Optimization of any step in the protein expression optimization modules, including for example, optimizing fit of parameters and/or classifiers with user-specified goals and change in the expression host, can be programmed using any methods outlined by M. Athans and P. L Falb in “Optimal Control: An Introduction to the Theory and Applications, Dover Publications, Mineola, N.Y., (2007), 877 pp., which is hereby incorporated herein by reference in its entirety.
The data analysis engine can include, through distributed access, any number of analytical functions that can operate on data, wherein a preferred embodiment of the invention can include at least filtering, regression and correlation, a more preferred embodiment can additionally include one or more of recursion analysis, hash tables, binary search trees and B-trees, and a most preferred embodiment can additionally include methods for sub-linear association mining (SLAM), integrated Bayesian Inference (IBIS), self-organizing maps (SOMs), and reverse-engineering, among other algorithms, wherein these module can be programmed accordingly by one having ordinary skill in the art and using such techniques, methods and approaches as are provided in Brian D. O. Anderson, “Optimal Filtering,” Dover Publications (2005), Mineola, N.Y., 357 pp.; in “Mathematical Techniques for Biology and Medicine, William Simon, (1987), Dover Publications, New York, N.Y., 295 pp.; in “Introduction to Algorithms, 2′ Edition, Thomas H. Cormen et al., MIT Press, Cambridge, Mass., (2001); “Statistical Digital Signal Processing and Modeling”, Monson H. Hayes, John Wiley & Sons (1996), 608 pp.; and in “Pattern Classification, 2′ Edition”, Richard O. Duda, Peter E. Hart and David G. Stork, (2001), J. Wiley and Sons; all of teachings are hereby incorporated herein by reference in their entirety.

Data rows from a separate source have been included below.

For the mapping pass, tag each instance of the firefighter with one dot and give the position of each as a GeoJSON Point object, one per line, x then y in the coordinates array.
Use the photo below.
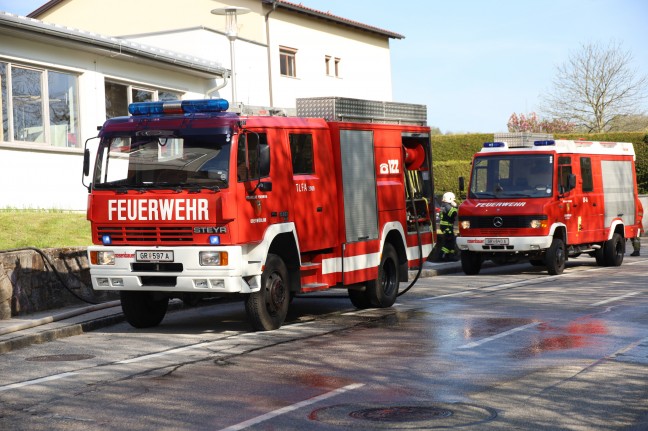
{"type": "Point", "coordinates": [448, 216]}
{"type": "Point", "coordinates": [636, 245]}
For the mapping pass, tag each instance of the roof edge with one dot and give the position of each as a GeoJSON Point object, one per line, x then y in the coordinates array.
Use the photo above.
{"type": "Point", "coordinates": [300, 8]}
{"type": "Point", "coordinates": [44, 8]}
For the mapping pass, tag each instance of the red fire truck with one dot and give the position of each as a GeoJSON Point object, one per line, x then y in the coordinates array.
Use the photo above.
{"type": "Point", "coordinates": [189, 200]}
{"type": "Point", "coordinates": [544, 199]}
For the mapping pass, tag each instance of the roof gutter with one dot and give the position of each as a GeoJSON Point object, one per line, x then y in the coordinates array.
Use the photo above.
{"type": "Point", "coordinates": [112, 45]}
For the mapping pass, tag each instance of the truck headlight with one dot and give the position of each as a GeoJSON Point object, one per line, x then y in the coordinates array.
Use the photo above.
{"type": "Point", "coordinates": [213, 258]}
{"type": "Point", "coordinates": [102, 257]}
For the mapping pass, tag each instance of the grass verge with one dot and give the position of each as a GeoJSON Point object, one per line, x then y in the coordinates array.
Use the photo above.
{"type": "Point", "coordinates": [43, 229]}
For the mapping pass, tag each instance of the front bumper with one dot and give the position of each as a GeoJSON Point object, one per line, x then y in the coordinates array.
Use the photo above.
{"type": "Point", "coordinates": [184, 274]}
{"type": "Point", "coordinates": [511, 244]}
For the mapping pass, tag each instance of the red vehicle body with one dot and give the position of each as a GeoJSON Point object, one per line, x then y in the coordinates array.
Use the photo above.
{"type": "Point", "coordinates": [187, 200]}
{"type": "Point", "coordinates": [548, 200]}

ClassifierA classifier is a function that maps an input attribute vector, x=(x.sub.1, x.sub.2, x.sub.3, x.sub.4, x.sub.n), to a confidence that the input belongs to a class, that is, f(x)=confidence(class). Such classification can employ a probabilistic and/or statistical-based analysis (e.g., factoring into the analysis utilities and costs) to prognose or infer an action that a user desires to be automatically performed.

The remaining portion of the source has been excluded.